In the Fall of 2018, Colonial Williamsburg began a project investigating our large collection of colonoware vessels and fragments. Our goal is to identify how this ceramic type was used in the 18th century by diverse groups of people, including enslaved African Americans, tavern keepers, and tradesmen by exploring spatial or temporal patterns in the distribution of colonoware across sites inside and outside Williamsburg.
Colonoware is a type of locally-produced coarse earthenware ceramic commonly found on colonial period archaeological sites. In 1962, Colonial Williamsburg archaeologist Ivor Noël Hume was the first to recognize colonoware as a distinct ceramic type. At the time, he called it “Colono-Indian ware” because he thought that Native Americans produced the ware and sold it to English colonists. Since then, many scholars have argued that enslaved African Americans could have also produced and sold these ceramics. While there is debate over who produced these pots, it is clear they were an important part of the local economy for both the potters making them and the individuals using them every day. For this reason, our study focuses on the pots themselves to help answer questions about who made them, who used them, where were they used, and whether any of these things changed over time.

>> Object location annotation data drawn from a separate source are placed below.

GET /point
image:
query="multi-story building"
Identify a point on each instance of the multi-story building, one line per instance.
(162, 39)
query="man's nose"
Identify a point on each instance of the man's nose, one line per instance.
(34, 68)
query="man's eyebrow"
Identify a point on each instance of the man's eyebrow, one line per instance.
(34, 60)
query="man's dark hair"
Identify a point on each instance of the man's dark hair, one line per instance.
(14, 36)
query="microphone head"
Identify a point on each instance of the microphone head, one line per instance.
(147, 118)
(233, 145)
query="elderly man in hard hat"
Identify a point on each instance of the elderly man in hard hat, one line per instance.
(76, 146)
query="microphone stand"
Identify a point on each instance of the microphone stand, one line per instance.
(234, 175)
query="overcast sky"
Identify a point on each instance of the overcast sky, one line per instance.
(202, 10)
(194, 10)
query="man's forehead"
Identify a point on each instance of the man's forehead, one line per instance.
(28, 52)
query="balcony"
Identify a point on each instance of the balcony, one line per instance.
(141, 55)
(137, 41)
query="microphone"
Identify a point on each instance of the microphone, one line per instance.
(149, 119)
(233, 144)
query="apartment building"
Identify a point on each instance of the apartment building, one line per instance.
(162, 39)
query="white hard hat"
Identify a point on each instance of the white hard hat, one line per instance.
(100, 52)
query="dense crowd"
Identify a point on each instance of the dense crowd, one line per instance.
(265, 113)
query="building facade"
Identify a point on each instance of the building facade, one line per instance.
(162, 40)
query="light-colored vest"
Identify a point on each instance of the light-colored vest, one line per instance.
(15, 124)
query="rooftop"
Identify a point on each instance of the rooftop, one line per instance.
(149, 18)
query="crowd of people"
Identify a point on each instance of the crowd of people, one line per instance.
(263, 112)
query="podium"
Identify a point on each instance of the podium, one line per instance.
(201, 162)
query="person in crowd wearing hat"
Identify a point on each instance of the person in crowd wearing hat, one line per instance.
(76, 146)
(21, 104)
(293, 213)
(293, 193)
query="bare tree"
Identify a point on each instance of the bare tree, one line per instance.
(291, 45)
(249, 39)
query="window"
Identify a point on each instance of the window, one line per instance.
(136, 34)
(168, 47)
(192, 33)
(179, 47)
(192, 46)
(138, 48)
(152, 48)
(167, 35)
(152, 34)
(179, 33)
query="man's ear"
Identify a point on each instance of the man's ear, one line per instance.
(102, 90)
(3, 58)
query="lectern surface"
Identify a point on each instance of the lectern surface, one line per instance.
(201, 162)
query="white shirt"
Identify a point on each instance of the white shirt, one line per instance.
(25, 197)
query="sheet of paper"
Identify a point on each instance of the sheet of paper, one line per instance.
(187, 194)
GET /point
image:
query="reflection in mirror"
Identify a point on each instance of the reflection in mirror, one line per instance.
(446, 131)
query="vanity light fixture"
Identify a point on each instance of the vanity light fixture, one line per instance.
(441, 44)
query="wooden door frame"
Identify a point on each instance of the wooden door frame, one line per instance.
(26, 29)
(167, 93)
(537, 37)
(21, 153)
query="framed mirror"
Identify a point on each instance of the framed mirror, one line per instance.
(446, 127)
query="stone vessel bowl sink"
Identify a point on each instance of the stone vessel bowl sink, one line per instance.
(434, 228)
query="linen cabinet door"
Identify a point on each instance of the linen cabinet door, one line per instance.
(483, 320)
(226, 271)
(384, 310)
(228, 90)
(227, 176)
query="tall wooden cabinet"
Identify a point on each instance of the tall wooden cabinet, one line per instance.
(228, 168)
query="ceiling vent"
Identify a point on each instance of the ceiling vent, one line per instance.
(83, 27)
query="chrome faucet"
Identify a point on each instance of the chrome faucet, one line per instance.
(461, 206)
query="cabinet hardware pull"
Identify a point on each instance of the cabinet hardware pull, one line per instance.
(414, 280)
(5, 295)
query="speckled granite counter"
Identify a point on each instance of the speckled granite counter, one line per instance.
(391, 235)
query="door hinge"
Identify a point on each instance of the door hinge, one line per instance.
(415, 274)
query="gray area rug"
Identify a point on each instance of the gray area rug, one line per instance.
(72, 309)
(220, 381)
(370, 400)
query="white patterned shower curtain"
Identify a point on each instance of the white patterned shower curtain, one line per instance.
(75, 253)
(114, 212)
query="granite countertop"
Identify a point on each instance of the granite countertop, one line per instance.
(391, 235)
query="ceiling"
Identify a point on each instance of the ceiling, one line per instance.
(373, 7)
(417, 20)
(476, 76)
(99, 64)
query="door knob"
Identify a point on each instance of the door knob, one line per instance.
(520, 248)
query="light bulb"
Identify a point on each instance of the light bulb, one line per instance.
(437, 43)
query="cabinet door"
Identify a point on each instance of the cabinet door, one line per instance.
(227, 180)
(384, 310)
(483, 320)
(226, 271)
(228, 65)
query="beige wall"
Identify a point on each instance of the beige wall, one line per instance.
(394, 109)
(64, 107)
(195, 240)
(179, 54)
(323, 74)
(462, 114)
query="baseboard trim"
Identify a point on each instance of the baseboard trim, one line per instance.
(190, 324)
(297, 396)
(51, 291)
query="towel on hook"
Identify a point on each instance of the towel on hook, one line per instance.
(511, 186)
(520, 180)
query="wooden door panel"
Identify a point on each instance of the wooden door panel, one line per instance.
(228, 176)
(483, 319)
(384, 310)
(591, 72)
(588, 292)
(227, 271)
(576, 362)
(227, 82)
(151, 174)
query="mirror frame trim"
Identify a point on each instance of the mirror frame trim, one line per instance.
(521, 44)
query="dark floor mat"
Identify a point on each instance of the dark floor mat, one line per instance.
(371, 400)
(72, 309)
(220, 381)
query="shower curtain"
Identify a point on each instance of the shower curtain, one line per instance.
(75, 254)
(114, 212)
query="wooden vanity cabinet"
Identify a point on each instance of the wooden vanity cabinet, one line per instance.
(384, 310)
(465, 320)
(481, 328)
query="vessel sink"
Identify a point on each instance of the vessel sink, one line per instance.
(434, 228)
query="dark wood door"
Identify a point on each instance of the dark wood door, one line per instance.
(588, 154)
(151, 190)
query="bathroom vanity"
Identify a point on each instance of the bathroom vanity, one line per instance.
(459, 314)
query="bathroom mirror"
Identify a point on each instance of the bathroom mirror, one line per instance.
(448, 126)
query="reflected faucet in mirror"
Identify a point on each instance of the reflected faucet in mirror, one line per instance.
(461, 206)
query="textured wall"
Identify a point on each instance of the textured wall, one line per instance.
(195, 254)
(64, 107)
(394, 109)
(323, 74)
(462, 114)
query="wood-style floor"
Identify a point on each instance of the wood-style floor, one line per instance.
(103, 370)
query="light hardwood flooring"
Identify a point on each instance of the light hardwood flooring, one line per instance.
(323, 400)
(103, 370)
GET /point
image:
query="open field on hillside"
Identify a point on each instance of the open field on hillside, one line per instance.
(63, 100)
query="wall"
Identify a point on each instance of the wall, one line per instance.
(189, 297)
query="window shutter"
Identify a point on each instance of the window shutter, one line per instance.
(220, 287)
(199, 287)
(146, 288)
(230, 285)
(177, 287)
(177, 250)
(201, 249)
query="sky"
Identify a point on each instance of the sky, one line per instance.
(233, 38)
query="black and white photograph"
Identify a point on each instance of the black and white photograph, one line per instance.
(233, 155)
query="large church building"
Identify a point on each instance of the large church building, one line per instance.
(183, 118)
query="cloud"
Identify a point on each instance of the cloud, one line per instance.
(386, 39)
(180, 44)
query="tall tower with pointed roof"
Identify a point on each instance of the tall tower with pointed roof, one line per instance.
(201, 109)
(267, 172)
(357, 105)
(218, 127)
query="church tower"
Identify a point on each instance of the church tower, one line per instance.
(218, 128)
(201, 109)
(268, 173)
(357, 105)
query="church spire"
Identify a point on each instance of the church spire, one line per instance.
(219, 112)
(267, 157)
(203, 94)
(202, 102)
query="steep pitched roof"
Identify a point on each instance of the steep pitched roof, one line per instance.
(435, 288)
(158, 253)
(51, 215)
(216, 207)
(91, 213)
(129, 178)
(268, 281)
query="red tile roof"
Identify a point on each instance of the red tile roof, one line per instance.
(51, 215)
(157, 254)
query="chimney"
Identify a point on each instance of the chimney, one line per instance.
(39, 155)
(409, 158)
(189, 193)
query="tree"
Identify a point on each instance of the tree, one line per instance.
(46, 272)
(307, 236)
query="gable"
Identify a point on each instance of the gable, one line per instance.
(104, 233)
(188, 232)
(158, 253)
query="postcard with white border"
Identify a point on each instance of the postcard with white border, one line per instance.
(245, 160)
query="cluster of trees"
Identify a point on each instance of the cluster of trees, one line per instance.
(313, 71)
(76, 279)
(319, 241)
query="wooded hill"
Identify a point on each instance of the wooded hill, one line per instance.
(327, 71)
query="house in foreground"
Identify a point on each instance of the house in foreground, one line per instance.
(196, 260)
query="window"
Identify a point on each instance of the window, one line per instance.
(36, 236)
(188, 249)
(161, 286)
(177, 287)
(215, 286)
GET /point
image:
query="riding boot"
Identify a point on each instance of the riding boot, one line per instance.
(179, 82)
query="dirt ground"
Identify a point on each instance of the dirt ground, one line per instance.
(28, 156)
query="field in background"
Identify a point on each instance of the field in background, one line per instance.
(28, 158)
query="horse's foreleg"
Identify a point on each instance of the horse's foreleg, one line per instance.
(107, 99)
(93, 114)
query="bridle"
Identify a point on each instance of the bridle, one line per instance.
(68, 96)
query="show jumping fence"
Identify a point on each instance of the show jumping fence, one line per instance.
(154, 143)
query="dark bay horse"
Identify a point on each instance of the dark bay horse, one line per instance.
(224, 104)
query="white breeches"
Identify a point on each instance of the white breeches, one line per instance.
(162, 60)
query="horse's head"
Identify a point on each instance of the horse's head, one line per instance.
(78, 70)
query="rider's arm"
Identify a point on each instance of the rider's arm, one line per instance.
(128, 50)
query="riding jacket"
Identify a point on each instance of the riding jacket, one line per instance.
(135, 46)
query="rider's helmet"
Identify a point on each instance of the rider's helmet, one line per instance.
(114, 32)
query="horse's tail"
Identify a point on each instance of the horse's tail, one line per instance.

Our research began with the identification of attributes for over 2,000 pieces of colonoware from historic sites where free and enslaved individuals lived and worked within and directly outside Williamsburg. Most pieces of colonoware contain temper, which is a material like sand or crushed shell that is blended into the clay when the pot is made to prevent cracking and shrinkage during the firing process. Though often appearing plain or undecorated, most colonoware vessels have highly burnished or shiny surfaces and some examples in our collection feature sawtooth or scalloped rim decorations. Colonoware was also made in a variety of vessel shapes. In addition to the chamber pot pictured here, colonoware vessels include plates, pans, pipkins, bowls, and porringers. For this project, Colonial Williamsburg Archaeology Lab Technicians and a graduate student from William & Mary recorded the temper, decoration style, vessel form and many other traits of each colonoware fragment in a spreadsheet. Analysis of this data showed that there were two or three distinct “types” of colonoware, with the primary difference being whether the sherds contained sand or shell temper.
These types may represent different groups of potters, or they may reflect different kinds of temper used for specific vessel forms by the same potting group. To investigate these “types” further, we have chosen a subset of our collection that reflect these “types” in several different vessel forms for special analysis. These samples will undergo both portable X-ray fluorescence (pXRF) and laser ablation analysis in early 2022. We hope these techniques will help us identify the chemical composition of the clay used to make these pots, which might then be used to identify if multiple potters were making the “types” from different clays, or if all the types used the same clays and might have been made by the same potters. With these, we hope to compare the smaller sample size with the larger attribute analysis data to determine if there are any stronger spatial or temporal patterns in the distribution of colonoware throughout the historic Williamsburg area.